Une bande dessinée très émouvante et un vrai coup de cœur.

Feuilleter les premières pages en ligne : http://www.gallimard-bd.fr/feuilletage-A65568-ulysse_wincoop-5.html

La famille fantastique / Lylian et Paul Drouin

Sarah est une lycéenne qui s’apprête à partir en vacances avec son père, qu’elle n’a pas vu depuis 3 ans. Malheureusement celui-ci a un empêchement et la voila en voiture avec l’autre partie de sa famille composée de sa mère, son nouveau mari, et son demi-frère. Malheureusement encore, notre groupe va croiser un prince en fuite, poursuivi par un minotaure et une magicienne, qui vont changer leur route habituelle en un passage vers un autre monde, celui de Fantastica. Malheureusement enfin, ils vont se retrouver au coeur d’un conflit qui les dépasse complètement. Au moins, ces vacances ne seront pas banales.

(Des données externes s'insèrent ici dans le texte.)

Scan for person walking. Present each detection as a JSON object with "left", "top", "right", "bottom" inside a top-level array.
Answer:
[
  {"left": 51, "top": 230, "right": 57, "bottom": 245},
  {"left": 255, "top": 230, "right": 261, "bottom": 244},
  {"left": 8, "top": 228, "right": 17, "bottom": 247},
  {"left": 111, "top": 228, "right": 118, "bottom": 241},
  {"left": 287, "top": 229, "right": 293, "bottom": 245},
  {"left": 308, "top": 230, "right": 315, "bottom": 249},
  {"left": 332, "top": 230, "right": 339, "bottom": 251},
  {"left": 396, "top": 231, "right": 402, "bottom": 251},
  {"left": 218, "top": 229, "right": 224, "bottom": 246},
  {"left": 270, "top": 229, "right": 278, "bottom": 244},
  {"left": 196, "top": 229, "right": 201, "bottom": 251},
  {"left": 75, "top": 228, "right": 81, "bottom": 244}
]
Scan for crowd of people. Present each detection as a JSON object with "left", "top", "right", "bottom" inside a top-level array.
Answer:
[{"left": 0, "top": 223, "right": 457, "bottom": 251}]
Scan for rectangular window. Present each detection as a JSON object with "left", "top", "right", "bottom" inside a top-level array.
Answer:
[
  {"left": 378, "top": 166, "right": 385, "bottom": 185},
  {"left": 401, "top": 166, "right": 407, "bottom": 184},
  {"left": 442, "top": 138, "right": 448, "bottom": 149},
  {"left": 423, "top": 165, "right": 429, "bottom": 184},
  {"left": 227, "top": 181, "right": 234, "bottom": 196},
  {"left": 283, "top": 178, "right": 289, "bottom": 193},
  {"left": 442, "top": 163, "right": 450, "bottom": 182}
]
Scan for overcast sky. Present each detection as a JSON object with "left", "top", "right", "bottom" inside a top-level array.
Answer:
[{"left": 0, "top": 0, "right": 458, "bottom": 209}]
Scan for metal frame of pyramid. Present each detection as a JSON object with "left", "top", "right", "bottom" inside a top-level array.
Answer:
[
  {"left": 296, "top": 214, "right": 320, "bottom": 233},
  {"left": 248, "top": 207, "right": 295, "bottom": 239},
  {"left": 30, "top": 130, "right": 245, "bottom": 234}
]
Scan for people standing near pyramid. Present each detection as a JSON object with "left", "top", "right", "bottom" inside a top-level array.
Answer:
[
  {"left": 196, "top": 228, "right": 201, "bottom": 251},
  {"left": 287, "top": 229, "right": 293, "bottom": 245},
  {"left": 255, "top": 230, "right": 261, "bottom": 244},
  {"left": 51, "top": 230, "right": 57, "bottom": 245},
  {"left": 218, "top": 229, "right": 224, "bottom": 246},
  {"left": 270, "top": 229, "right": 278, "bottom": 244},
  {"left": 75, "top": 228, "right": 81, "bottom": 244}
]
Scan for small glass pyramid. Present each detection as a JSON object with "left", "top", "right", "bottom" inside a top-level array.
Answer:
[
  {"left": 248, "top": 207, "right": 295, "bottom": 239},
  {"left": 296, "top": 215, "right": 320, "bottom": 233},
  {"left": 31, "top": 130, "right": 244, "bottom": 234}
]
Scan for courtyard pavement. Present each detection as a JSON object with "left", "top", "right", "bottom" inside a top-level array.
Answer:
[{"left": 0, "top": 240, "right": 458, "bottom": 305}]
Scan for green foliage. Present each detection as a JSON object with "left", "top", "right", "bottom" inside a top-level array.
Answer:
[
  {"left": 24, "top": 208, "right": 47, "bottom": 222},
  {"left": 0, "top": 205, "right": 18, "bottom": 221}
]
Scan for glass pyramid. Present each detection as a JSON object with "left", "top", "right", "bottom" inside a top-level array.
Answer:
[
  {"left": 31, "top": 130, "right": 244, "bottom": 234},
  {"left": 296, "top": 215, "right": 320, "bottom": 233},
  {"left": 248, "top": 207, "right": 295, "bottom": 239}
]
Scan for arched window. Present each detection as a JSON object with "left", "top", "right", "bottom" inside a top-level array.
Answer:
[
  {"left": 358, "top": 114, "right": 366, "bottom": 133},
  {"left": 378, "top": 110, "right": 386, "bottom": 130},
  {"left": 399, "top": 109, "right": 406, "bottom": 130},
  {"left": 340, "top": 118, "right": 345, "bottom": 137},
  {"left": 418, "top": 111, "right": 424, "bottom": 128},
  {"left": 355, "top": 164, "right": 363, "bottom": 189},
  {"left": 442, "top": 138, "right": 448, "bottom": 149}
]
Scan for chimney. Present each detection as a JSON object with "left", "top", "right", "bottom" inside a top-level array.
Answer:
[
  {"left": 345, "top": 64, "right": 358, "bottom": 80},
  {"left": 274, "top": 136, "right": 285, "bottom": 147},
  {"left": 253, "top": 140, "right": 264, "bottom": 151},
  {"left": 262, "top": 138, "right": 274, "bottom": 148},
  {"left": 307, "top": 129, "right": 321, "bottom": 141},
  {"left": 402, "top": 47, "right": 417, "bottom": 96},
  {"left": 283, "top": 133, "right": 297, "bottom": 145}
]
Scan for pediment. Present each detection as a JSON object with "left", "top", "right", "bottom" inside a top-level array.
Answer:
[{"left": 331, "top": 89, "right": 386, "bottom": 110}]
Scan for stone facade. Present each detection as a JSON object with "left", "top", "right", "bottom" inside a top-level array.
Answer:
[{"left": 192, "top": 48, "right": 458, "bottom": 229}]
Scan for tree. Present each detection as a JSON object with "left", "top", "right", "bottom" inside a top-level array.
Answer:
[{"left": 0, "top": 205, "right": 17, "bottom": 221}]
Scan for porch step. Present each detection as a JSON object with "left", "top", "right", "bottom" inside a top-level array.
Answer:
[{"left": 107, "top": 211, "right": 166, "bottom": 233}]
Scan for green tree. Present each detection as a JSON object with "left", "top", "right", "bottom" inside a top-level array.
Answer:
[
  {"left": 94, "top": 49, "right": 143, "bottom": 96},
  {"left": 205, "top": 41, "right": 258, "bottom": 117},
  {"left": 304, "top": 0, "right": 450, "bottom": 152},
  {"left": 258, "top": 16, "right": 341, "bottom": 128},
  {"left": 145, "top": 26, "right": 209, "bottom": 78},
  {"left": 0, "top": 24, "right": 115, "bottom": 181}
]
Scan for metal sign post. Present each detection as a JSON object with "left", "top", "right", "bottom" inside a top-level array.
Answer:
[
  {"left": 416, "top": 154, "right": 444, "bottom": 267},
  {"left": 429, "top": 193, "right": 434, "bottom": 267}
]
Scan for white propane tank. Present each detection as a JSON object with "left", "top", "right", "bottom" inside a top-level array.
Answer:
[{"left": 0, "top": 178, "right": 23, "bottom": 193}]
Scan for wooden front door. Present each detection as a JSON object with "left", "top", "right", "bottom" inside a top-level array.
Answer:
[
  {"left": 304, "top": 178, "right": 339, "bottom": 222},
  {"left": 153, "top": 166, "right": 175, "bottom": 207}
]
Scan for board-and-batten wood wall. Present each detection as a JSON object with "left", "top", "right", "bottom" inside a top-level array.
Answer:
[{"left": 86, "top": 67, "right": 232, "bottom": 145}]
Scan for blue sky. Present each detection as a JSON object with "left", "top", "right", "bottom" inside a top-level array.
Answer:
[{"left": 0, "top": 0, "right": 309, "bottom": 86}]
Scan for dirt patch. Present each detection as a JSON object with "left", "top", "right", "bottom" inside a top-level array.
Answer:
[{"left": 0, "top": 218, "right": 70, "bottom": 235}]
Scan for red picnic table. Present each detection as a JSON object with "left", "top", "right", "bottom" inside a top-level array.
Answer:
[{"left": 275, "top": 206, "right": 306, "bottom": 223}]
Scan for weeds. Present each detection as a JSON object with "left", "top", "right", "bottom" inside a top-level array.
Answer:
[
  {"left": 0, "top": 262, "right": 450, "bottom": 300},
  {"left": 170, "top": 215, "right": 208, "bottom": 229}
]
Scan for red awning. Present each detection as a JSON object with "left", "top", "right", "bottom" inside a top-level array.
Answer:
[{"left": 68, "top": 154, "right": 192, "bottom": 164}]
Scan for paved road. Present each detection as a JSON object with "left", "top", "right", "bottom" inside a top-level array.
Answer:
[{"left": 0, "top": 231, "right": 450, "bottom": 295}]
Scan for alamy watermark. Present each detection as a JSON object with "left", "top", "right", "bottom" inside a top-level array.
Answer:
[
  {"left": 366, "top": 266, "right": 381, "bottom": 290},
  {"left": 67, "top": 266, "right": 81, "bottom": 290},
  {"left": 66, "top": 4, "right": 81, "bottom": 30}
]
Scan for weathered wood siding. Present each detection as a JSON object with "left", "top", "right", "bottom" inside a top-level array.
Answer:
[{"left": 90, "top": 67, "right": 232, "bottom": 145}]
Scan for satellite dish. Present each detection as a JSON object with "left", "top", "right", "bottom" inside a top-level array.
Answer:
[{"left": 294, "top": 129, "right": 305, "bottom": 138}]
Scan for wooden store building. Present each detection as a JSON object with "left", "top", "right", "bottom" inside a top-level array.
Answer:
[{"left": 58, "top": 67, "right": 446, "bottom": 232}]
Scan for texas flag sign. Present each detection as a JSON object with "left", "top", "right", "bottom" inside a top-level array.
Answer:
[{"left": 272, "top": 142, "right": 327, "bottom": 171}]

La famille fantastique est une série qui, malgré une ou deux pointes de violence s’adresse à un public jeune. Lylian est le scénariste de l’adaptation d’Ewilan et est donc un habitué de ce type d’histoire. Paul Drouin au dessin utilise un style assez typique de la collection Tchô l’aventure : les personnages ont des têtes assez grosses et des vêtements pas trop détaillés. Pour autant, on ne peut pas dire que le dessin soit sobre : non seulement la mise en page est saturée de traits de mouvements et de grosses onomatopées, mais le dessinateur refuse bien souvent le fond blanc neutre de la page pour lui préférer une illustration de fond qui déborde de la case pour servir de cadre à l’action. Visuellement, la famille fantastique n’est pas désagréable mais bien chargé quand même, et dans la même collection, je lui préfère les chevaliers de la chouette de Ben Fiquet, sans même parler du Jade d’Ulysse Malassagne, dont le dynamisme passe plus par la décomposition des mouvements comme dans un dessin animé.

Sur le fond, l’histoire avance d’une manière assez bizarre, nos héros jugeant assez rapidement les personnages qu’ils rencontrent, dans une situation géopolitique qui leur est pourtant inconnue. Untel est un tyran, les autres un peuple opprimé sans défense. Ce n’est pas tant qu’ils aient tort que l’évidence avec laquelle les choses sont affirmées qui est étrange. Par exemple, le père comprend immédiatement que le conseiller est un fourbe qui manipule le prince, alors même qu’on ne l’a à ce moment que très peu entendu.

Ceci étant dit, on ne lit pas la famille fantastique comme on lirait Game of thrones, pour des zones morales grises et des complots. Si l’on est sensible au style de dessin, il y a là une lecture d’aventure pas bouleversante mais bien agréable.

Lire les premières pages en ligne : http://www.glenatbd.com/bd/livre/la-famille-fantastique-tome-1-9782344009611.htm#page/1/mode/2up

Shangri-La - Mathieu Bablet

Dans le futur lointain, Scott est physicien. Employé de Tianzhu entreprises, société qui contrôle tout sur la grande station spatiale où vit l’intégralité de l’humanité, il va d’une petite station vide à l’autre, tentant de comprendre ce qui s’y est passé, et sur quelles expériences y travaillaient le personnel. Dans la station, l’humanité ne tient que grâce à deux échappatoires : la sortie de nouvelles tablettes, et le racisme envers les animoïdes.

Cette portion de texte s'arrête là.